Tichys Einblick
Der Marktausblick

DAX und Dow korrigieren heftig

Im Fokus stand vor allem der Geschäftsbericht der Deutschen Bank. Das Geldhaus enttäuschte die Anleger mit den Zahlen. Das Papier rutschte um zeitweise sieben Prozent auf den tiefsten Stand seit Ende September.

© Drew Angerer/Getty Images

Der Dax hat mit dem schwachen Wochenschluss an den Kursrutsch vom Donnerstag angeknüpft. Der deutsche Leitindex büßte seine gesamten Gewinne aus dem noch jungen Börsenjahr 2018 komplett ein.

Zu Handelsbeginn kam Druck von der Währungsseite, als der Euro zeitweise über der Marke von 1,25 US-Dollar stand. Gegen Nachmittag fiel der Euro nach einem starken US-Arbeitsmarktbericht wieder auf 1,24 Dollar. Damit notiert die Gemeinschaftswährung noch immer auf einem vergleichsweise hohen Niveau.

Zudem belasteten schwache Bilanzen. Im Fokus stand vor allem der Geschäftsbericht der Deutschen Bank. Das Geldhaus enttäuschte die Anleger mit den Zahlen. Das Papier rutschte um zeitweise sieben Prozent auf den tiefsten Stand seit Ende September.

Auch die Wallstreet konnte den Börsen hierzulande nicht helfen. Angst vor weiter steigenden Zinsen trieb die Anleger in Scharen aus dem Markt, wie ein deutlicher Kursrutsch beim Dow Jones Industrial um 2,5 Prozent auf 25 521 Punkte zeigte. Im Wochenverlauf weitete der Leitindex sein Minus damit auf mehr als vier Prozent aus. Er erlitt so den schärfsten prozentualen Wochenverlust seit zwei Jahren. Auf Tagesbasis war es das größte Minus seit Juni 2016.

Steigende Zinserwartungen sorgten nach der Rekordjagd der vergangenen Wochen für eine Welle an Gewinnmitnahmen. Manfred Bucher von der BayernLB sprach am Vortag bereits von einem „überhitzten US-Aktienmarkt“ und erhöhten Korrekturgefahren. Öl ins Feuer gossen nun die Arbeitsmarktdaten mit einer unerwartet starken Lohnentwicklung, die über die Inflationserwartungen den geldpolitischen Spielraum der US-Notenbank Fed erhöht – ein Szenario, bei dem Investoren angesichts steigender Anleiherenditen die Lust auf Aktien vergeht. Zehnjährige US-Anleihen rentieren so hoch wie seit vier Jahren nicht mehr.

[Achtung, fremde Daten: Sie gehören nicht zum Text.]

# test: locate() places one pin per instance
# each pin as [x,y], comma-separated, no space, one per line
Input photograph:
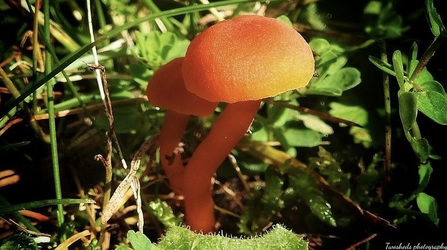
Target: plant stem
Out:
[51,117]
[387,106]
[154,8]
[428,54]
[15,93]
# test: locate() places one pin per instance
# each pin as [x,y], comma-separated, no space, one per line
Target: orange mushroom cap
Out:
[166,89]
[247,58]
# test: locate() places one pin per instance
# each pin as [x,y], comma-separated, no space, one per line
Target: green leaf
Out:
[316,124]
[164,213]
[432,85]
[355,114]
[413,59]
[278,237]
[334,84]
[302,137]
[139,241]
[422,148]
[384,66]
[407,109]
[319,45]
[273,190]
[424,172]
[428,205]
[436,24]
[41,203]
[18,241]
[434,105]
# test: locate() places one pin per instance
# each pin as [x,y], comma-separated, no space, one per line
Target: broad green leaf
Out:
[428,205]
[355,114]
[407,109]
[398,201]
[424,76]
[326,91]
[139,241]
[316,124]
[398,67]
[436,24]
[432,85]
[384,66]
[434,105]
[344,79]
[302,137]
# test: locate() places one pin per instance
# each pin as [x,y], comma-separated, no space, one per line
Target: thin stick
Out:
[100,77]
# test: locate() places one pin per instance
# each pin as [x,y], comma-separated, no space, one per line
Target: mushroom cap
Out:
[166,89]
[247,58]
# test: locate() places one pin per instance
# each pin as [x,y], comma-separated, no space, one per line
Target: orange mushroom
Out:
[166,89]
[238,61]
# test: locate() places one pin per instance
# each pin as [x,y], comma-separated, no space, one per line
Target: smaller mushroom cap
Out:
[166,89]
[247,58]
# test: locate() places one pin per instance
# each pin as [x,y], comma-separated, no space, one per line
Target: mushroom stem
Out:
[227,131]
[170,136]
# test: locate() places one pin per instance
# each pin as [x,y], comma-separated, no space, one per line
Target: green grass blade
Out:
[41,203]
[33,87]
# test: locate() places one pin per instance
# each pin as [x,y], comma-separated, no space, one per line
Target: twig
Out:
[130,181]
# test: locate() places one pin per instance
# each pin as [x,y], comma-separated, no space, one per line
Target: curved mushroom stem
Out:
[170,136]
[227,131]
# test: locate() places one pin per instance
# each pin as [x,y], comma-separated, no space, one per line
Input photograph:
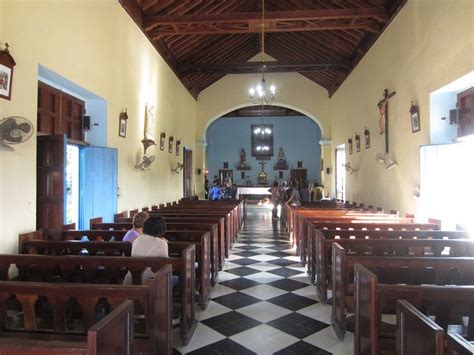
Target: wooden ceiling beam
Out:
[256,67]
[253,19]
[270,27]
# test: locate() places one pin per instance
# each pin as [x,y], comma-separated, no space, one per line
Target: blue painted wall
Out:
[298,136]
[98,185]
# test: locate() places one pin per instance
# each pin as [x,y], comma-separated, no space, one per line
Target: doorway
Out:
[340,173]
[72,184]
[187,173]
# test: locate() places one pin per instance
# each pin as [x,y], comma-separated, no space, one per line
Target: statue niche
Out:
[243,164]
[281,163]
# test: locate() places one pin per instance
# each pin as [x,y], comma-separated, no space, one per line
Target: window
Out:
[262,141]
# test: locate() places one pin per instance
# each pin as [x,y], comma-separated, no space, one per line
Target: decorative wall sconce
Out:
[170,144]
[123,117]
[178,168]
[367,138]
[415,118]
[147,143]
[357,138]
[178,146]
[6,73]
[162,140]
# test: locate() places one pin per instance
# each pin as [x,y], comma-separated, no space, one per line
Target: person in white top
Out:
[151,242]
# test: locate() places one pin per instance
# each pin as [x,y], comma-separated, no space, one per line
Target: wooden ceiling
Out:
[203,40]
[266,110]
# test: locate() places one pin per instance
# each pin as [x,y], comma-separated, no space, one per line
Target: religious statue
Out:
[243,164]
[262,176]
[281,163]
[382,105]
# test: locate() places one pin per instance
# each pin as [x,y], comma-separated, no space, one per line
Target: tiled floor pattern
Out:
[264,302]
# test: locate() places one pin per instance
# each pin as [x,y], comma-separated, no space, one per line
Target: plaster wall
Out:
[428,45]
[95,44]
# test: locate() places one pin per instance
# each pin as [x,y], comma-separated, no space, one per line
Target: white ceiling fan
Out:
[386,160]
[145,163]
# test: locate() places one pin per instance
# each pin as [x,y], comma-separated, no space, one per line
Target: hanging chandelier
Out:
[261,95]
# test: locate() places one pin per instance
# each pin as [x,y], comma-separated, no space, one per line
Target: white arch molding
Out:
[202,138]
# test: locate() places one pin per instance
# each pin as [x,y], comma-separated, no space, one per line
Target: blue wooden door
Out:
[98,184]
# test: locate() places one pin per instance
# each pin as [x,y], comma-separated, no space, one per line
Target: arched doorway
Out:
[293,146]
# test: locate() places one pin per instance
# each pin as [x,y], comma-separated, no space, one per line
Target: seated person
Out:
[216,192]
[151,243]
[304,193]
[137,223]
[294,198]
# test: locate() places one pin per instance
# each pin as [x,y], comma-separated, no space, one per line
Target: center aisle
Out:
[264,302]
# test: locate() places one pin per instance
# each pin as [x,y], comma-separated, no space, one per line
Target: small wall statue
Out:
[243,165]
[281,163]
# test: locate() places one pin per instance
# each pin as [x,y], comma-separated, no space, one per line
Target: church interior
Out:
[112,107]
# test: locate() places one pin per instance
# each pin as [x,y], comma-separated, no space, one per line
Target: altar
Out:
[252,193]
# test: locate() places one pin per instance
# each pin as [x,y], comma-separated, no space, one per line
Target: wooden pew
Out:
[311,250]
[323,239]
[203,250]
[152,327]
[215,229]
[34,244]
[116,326]
[230,211]
[305,223]
[182,266]
[225,234]
[191,236]
[392,269]
[374,299]
[238,208]
[458,345]
[419,334]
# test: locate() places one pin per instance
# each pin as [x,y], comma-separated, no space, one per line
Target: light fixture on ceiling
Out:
[261,95]
[349,168]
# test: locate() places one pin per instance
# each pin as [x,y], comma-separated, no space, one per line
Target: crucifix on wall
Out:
[383,112]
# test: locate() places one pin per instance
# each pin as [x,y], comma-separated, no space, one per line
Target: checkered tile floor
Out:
[264,302]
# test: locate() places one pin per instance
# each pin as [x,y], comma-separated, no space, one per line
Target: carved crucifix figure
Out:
[383,119]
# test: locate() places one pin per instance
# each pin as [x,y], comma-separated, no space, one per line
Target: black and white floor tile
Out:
[264,302]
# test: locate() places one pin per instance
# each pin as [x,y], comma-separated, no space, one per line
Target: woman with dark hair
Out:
[151,243]
[138,221]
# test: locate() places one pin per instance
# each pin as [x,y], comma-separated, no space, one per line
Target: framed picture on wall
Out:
[367,138]
[6,73]
[357,137]
[170,144]
[415,118]
[123,124]
[178,146]
[162,140]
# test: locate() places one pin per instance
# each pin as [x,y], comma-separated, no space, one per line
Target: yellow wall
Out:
[293,91]
[95,44]
[428,45]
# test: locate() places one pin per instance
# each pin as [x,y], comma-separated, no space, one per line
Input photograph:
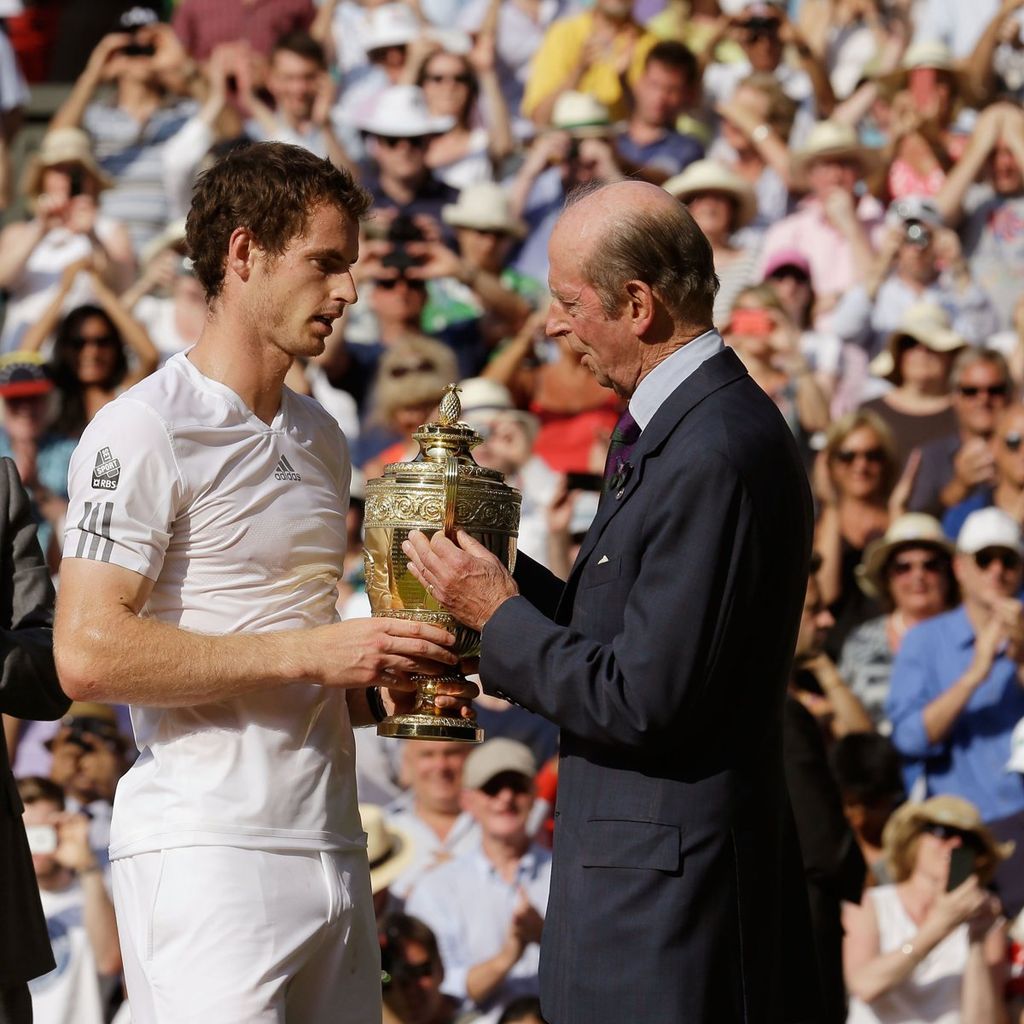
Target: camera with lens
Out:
[402,230]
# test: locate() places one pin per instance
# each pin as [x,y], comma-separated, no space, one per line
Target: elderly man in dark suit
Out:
[29,689]
[677,894]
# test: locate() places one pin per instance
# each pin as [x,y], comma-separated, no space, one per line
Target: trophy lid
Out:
[448,435]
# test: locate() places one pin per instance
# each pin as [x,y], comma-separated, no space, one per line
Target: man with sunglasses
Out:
[963,464]
[957,689]
[919,260]
[489,936]
[1006,488]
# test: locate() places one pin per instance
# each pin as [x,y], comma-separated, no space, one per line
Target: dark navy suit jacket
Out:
[677,894]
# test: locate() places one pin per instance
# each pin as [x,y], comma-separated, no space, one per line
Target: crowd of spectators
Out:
[858,168]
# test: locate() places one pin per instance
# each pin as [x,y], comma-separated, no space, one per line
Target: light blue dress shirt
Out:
[971,762]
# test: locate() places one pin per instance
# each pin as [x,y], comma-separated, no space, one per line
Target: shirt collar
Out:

Auch die weiteren Indizes standen am Freitag heftig unter Druck. Der breit gefasste S&P 500 fiel um gut zwei Prozent auf 2762 Punkte. Der technologielastige Auswahlindex NASDAQ 100 sackte um zwei Prozent auf 6760 Punkte ab.

Positives gab es von Amazon zu vermelden. Die Aktien des Handelskonzerns erreichten knapp unter 1500 Dollar einen neuen Rekordstand, bevor sie etwas zurückruderten. Zuletzt kletterten sie noch um knapp drei Prozent. Nach einem starken Weihnachtsgeschäft und angesichts boomender Cloud-Dienste erhöhten Analysten reihenweise ihre Kursziele. Goldman Sachs sieht mit seinem neuen Ziel von 1825 Dollar noch deutliches Kurspotenzial.

Ansonsten hatten Anleger wenig Grund zur Freude. Für Apple ging es nach der Bekanntgabe der Zahlen um fast 4,5 Prozent bergab. Der Jahresgewinn stieg 2017 zwar deutlich, der iPhone-Absatz ging aber im Jahresvergleich um eine Million Geräte zurück. Gemeinsam mit einer enttäuschenden Prognose für das laufende Vierteljahr untermauerte dies die zuletzt schon spürbaren Sorgen um das wichtigste Produkt des Technologiekonzerns.

Noch schlimmer erging es den Ölwerten. Die Aktien von Exxon Mobil fielen um 5,1 Prozent, Chevron um 5,6 Prozent.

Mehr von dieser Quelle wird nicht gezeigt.